Prep the pan: Lightly grease a 9x13-inch baking dish with butter or cooking spray.
This prevents sticking and helps the edges crisp nicely.
Cook the sausage: In a large skillet over medium heat, brown the sausage, breaking it into crumbles. Cook until no longer pink and lightly caramelized. Transfer to a paper-towel-lined plate.
Sauté the aromatics: In the same skillet, add the onion and bell pepper with a pinch of salt.
Cook 4–5 minutes until softened. Stir in the garlic and cook 30 seconds, just until fragrant.
Whisk the custard: In a large bowl, whisk the eggs, milk, salt, pepper, Dijon, and smoked paprika until smooth. You want a well-mixed, well-seasoned custard.
Build the base: Spread the cubed bread evenly in the baking dish.
Scatter the sausage and sautéed vegetables on top. Sprinkle 1 1/2 cups of the shredded cheese over everything.
Pour and press: Pour the egg mixture evenly over the bread and sausage. Gently press the bread down with the back of a spoon so it soaks up the custard.
Rest time (optional but ideal): Cover the dish tightly and refrigerate for at least 30 minutes, or overnight for best texture.
This helps the bread absorb the custard fully.

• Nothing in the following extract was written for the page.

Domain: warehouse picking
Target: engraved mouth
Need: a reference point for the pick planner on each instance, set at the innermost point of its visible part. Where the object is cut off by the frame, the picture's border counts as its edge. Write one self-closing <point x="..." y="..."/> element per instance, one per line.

Bake: Preheat the oven to 350°F (175°C). Uncover the casserole and bake for 35–45 minutes, until the center is set and the top is lightly golden. A knife inserted in the center should come out clean or with moist crumbs, not wet egg.
Add final cheese: Sprinkle the remaining 1/2 cup cheese on top during the last 5 minutes of baking to melt.
Rest and serve: Let the casserole stand 10 minutes before slicing.
Garnish with parsley or chives. Serve warm with hot sauce or a side of fruit.